Recently, we also had interactions with professionals such as bankers, accountants, lawyers, doctors, quantity surveyors and others. We met with their heads and interacted with them on how they can use internal processes to fight against corruption among their members. For example, those who are helping clients to do money laundering. We let them understand what the accountants and lawyers know about it. Some of our professionals are being used by corrupt people to transmit and resources abroad and these are monies that have been stolen. We discussed all that in details and the various measures they have for monitoring and disciplining their members. We enhanced the capacities of the various professional bodies to actually monitor their members and to discourage corruption and money laundering. That was done about two weeks ago in Lagos. So, those are the two major things but like I said, a lot has been done in by PACAC this year.
There are reports that as an agency under the office of the Attorney-General’s office like the EFCC and ICPC, the AGF and Minister of Justice, Abubakar Malami has not been giving enough support to PACAC. How true is that?
PACAC is really not an agency under the Attorney-General and Minister of Justice. He has never initiated anything that we have to comply with. What has been happening is like mutual understanding between PACAC and the office of the Attorney-General. When they have programme, they invite us and when we have programme, we also invite them. But he has no power, authority or influence over anything we have been doing. We are two separate organisations. He is an executive type of institution while we are more of a think-tank with some capacities for coordination of the anti-corruption agencies. He has his own powers over them and we also have our own powers running on parallel lines but there is no hierarchy between us and them. We are not above the Ministry of Justice and they are also not above us. They are running their own and we are running ours too but we cooperate where necessary
Not much has been heard about the whistleblowing policy of the federal government since the exit of former Finance Minister, Kemi Adeosun. Has the policy been abolished?
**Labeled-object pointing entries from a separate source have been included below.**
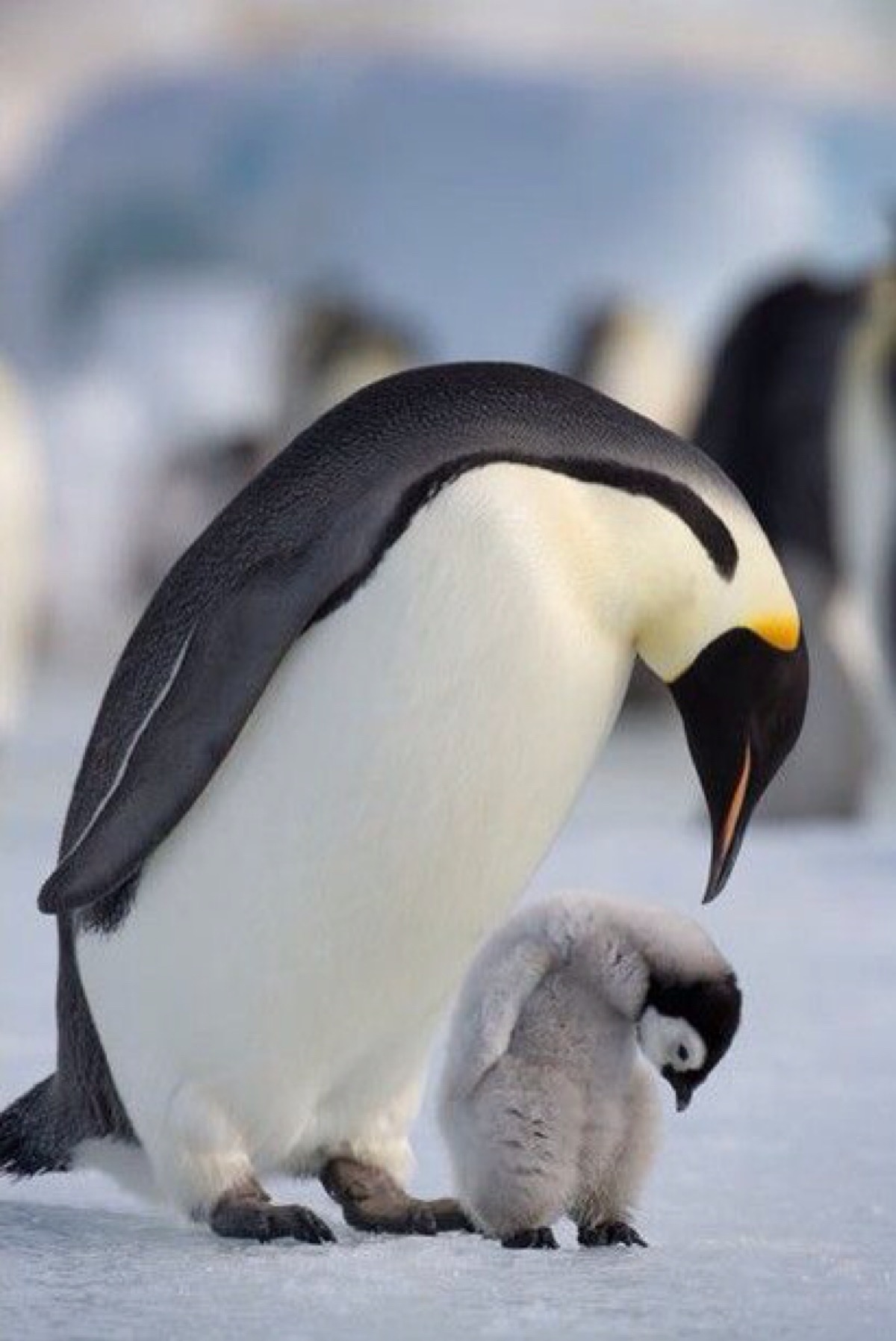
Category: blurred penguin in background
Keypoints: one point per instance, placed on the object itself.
(800, 416)
(187, 489)
(335, 347)
(22, 498)
(636, 357)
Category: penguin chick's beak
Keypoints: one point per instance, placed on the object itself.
(682, 1086)
(742, 703)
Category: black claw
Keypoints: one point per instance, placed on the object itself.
(610, 1234)
(540, 1238)
(260, 1221)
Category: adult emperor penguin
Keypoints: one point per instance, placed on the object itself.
(342, 737)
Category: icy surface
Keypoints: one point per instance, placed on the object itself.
(772, 1210)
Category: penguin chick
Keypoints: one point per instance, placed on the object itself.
(547, 1106)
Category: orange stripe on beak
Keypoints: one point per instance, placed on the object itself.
(737, 804)
(779, 631)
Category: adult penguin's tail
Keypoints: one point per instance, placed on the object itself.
(31, 1135)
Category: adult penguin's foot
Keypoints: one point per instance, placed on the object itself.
(373, 1201)
(540, 1238)
(609, 1234)
(252, 1215)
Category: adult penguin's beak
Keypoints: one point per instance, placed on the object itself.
(742, 703)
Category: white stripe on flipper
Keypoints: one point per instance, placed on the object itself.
(138, 735)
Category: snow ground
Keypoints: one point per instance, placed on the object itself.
(773, 1204)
The whistleblowing policy has not been abolished. It is just that it has slowed down in terms of people coming out to blow the whistle on corrupt persons. It has really slowed down and right now, what is being worked on is to establish a witness protection programme which will ensure that witnesses can come out boldly without fear of their careers or lives or of any danger whatsoever. Once that has been accomplished through legislation, more people will come out to whistleblow on corrupt people.